NCL’s "Script Your Future" is a national multi-year awareness campaign designed to help patients better manage their health by encouraging more open conversations between healthcare professionals and patients. The Birmingham event, which was hosted at Homewood Pharmacy, focused on the important role that all healthcare professionals, including pharmacists, have in helping patients better adhere to their medication.
 
“Instead of wringing our hands about the problem of non-adherence, it’s about bringing together stakeholders and looking at solutions,” National Community Pharmacists Association CEO Douglas Hoey said. “Solving this nation’s adherence issue will require the effort of doctors, nurses, pharmacists, as well as patients, which is why NCPA is a proud partner of the ‘Script Your Future’ campaign.”
 
“Research by the campaign and others shows that pharmacists are among the most trusted patient resources for information about medication and are in an exceptional front-line position to confront this issue,” said NCPA and Alabama Board of Pharmacy member Kenny Sanders. “We can help patients understand and anticipate side effects that might prevent them from taking their medication, can debunk myths or answer questions that patients forgot to ask their doctors, and can work with patients to find tools that help them make taking their medication a priority.”
 
The event brought together area stakeholders in health care, business and government, and consumer advocates,  to offer tools for patients to help them better adhere to their medication, and to help healthcare professionals better communicate with patients.
 
A study released in conjunction with the event shows that nationally and in Birmingham, those patients who do not always take their medication as directed are less likely to have received a full explanation of the consequences of their condition, and are less convinced of the importance of adherence.

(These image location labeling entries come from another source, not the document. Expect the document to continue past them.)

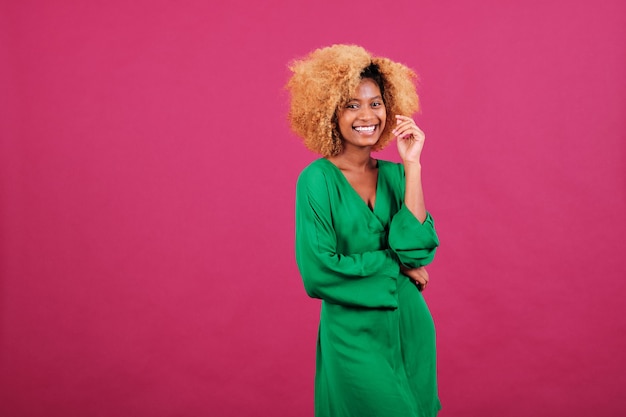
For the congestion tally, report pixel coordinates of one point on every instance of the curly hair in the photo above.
(323, 81)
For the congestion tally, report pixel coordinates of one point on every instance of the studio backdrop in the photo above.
(147, 182)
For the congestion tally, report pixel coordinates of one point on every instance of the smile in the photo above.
(364, 129)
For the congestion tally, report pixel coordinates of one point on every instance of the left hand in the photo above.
(410, 139)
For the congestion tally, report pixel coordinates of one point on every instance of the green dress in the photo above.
(376, 342)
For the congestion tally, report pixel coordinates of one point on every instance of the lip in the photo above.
(367, 129)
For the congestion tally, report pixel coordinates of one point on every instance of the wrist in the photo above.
(413, 166)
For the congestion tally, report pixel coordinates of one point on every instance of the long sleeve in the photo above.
(414, 243)
(365, 279)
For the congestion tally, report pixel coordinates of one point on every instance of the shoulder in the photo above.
(315, 175)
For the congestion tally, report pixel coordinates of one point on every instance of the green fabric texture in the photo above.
(376, 351)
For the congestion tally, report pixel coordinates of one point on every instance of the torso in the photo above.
(364, 183)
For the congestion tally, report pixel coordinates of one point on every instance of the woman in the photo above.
(363, 235)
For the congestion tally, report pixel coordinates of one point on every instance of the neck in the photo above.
(354, 160)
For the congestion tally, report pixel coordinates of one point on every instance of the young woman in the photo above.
(363, 235)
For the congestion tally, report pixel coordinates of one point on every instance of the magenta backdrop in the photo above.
(147, 181)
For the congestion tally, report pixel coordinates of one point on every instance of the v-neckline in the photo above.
(355, 193)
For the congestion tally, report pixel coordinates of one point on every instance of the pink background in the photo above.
(147, 181)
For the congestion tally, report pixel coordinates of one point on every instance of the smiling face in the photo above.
(362, 120)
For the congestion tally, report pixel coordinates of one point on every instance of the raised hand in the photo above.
(410, 139)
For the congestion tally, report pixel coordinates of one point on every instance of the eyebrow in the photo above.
(371, 98)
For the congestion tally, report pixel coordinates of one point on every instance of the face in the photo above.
(362, 120)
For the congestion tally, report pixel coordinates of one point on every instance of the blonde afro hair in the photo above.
(323, 82)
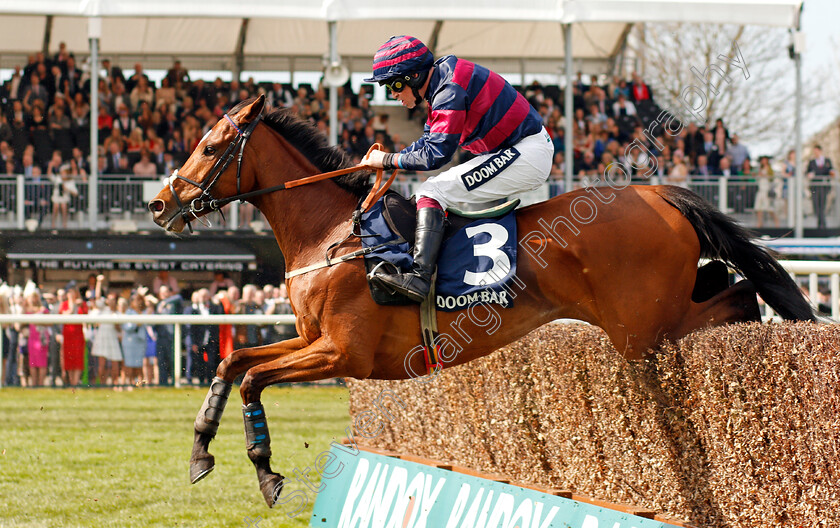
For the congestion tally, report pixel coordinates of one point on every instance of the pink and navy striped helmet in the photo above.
(401, 55)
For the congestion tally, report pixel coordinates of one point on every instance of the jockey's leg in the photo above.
(428, 237)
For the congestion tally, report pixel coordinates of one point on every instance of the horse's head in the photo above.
(214, 172)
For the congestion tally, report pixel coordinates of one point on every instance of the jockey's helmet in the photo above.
(402, 60)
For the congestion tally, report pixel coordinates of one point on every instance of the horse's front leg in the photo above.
(320, 360)
(207, 421)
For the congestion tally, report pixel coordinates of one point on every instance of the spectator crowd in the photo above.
(148, 128)
(145, 128)
(129, 354)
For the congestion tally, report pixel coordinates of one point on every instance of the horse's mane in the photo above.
(306, 138)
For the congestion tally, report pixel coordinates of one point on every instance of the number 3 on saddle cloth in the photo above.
(477, 258)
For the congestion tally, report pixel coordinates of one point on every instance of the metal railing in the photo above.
(122, 199)
(146, 319)
(818, 273)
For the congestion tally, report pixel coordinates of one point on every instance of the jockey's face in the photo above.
(405, 97)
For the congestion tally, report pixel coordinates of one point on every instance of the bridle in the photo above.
(205, 199)
(206, 203)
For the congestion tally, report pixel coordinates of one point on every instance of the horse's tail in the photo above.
(722, 238)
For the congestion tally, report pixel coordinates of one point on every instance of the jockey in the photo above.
(469, 107)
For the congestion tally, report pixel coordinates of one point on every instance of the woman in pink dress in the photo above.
(38, 341)
(73, 336)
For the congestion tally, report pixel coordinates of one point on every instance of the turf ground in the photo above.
(98, 458)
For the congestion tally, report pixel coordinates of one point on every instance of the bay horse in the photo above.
(631, 269)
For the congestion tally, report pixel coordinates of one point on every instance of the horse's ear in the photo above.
(250, 112)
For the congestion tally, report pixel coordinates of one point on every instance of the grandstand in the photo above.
(153, 109)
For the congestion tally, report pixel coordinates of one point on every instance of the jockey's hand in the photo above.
(375, 159)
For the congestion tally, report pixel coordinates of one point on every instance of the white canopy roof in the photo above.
(205, 33)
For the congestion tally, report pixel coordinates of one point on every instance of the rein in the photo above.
(237, 148)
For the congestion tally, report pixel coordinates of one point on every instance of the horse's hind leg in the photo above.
(735, 304)
(315, 362)
(207, 421)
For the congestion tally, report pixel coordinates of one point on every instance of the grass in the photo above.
(84, 458)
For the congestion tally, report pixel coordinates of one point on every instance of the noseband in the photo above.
(206, 203)
(236, 148)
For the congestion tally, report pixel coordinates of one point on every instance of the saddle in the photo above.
(401, 215)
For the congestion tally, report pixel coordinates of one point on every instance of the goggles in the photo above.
(397, 85)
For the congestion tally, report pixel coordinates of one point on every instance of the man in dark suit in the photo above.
(73, 75)
(820, 173)
(138, 74)
(203, 338)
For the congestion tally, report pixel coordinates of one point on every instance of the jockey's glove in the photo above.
(376, 159)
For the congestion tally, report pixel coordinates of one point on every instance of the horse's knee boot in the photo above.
(257, 439)
(207, 421)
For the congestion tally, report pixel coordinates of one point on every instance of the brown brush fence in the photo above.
(735, 426)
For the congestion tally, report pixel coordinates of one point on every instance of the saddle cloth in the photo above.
(476, 261)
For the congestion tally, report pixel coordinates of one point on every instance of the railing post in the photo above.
(791, 189)
(1, 355)
(723, 193)
(21, 206)
(177, 360)
(234, 216)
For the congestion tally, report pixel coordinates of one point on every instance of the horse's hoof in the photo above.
(271, 488)
(201, 468)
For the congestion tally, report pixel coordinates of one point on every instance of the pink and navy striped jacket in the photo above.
(471, 107)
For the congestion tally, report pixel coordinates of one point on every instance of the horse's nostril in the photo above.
(156, 206)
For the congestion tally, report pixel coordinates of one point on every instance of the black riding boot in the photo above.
(416, 284)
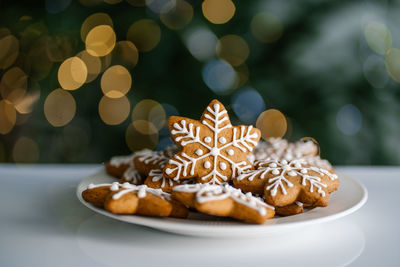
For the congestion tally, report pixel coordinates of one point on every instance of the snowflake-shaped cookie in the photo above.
(212, 150)
(284, 182)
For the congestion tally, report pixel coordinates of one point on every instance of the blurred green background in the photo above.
(84, 80)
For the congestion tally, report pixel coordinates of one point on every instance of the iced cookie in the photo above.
(132, 199)
(211, 149)
(284, 182)
(225, 201)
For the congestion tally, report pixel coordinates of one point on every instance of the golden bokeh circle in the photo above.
(233, 49)
(126, 53)
(9, 50)
(13, 85)
(145, 34)
(116, 81)
(179, 16)
(218, 11)
(272, 123)
(72, 73)
(114, 111)
(150, 111)
(392, 63)
(266, 27)
(100, 41)
(94, 20)
(136, 140)
(378, 37)
(8, 116)
(59, 108)
(25, 150)
(93, 65)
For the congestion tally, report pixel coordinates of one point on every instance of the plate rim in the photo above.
(190, 227)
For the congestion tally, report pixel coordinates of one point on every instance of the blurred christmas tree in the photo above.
(84, 80)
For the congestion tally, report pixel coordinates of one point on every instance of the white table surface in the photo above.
(43, 224)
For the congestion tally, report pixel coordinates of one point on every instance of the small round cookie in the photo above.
(118, 165)
(292, 209)
(211, 149)
(132, 199)
(223, 200)
(147, 160)
(284, 182)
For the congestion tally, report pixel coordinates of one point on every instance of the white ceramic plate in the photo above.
(350, 197)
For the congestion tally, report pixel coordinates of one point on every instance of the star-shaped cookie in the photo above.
(211, 150)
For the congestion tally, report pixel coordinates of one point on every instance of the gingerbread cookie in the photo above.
(131, 199)
(118, 165)
(225, 201)
(284, 182)
(147, 160)
(211, 150)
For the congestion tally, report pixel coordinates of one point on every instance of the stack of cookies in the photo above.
(218, 169)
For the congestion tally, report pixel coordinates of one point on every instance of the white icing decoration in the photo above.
(207, 164)
(297, 167)
(120, 160)
(222, 140)
(157, 175)
(216, 120)
(127, 188)
(222, 166)
(207, 192)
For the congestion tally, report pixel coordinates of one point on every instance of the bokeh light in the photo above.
(56, 6)
(272, 123)
(349, 119)
(145, 34)
(378, 37)
(13, 85)
(218, 11)
(94, 20)
(25, 150)
(59, 108)
(136, 140)
(126, 54)
(233, 49)
(247, 105)
(179, 16)
(114, 111)
(375, 72)
(8, 116)
(116, 81)
(93, 65)
(72, 73)
(201, 43)
(392, 63)
(9, 49)
(219, 76)
(266, 27)
(100, 41)
(148, 116)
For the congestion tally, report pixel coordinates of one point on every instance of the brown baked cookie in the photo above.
(147, 160)
(277, 148)
(132, 199)
(285, 182)
(211, 149)
(132, 176)
(225, 201)
(118, 165)
(291, 209)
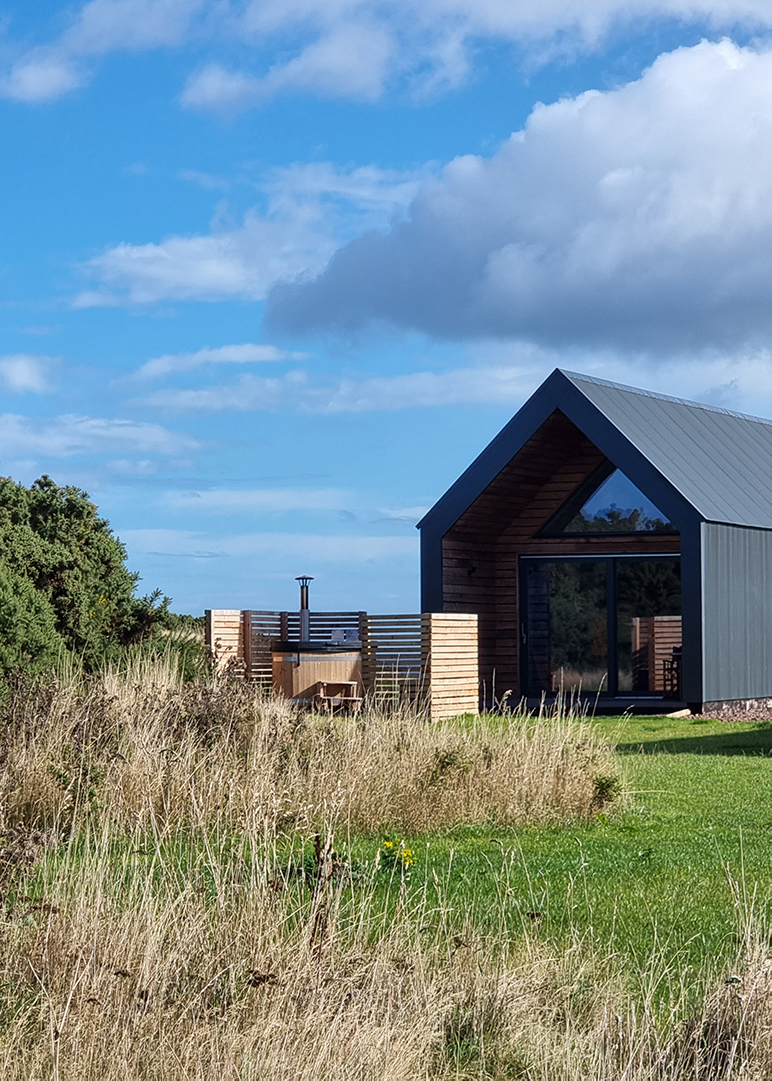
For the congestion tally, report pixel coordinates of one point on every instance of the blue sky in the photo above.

The campaign features tools that include free text message reminders, sample questions for patients to ask healthcare practitioners, medication lists, condition management sheets, and fact sheets on common chronic conditions. All of these materials can be found on the campaign website, ScriptYourFuture.org.
 
Alabama governor Robert Bentley, who spoke at the event, encouraged patients with chronic conditions to speak with their healthcare professionals about their medications.
 
“Doctors, nurses, pharmacists and other healthcare professionals can help prevent many serious health complications by initiating conversations with their patients about the importance of taking medication as directed,” Bentley said. “This is especially important for people with chronic health conditions, such as diabetes, asthma and high blood pressure, who may have a number of medicines to take each day.”
 
Birmingham is one of six regional target markets in which the multi-year campaign is piloting interventions, outreach activities, research and advertising.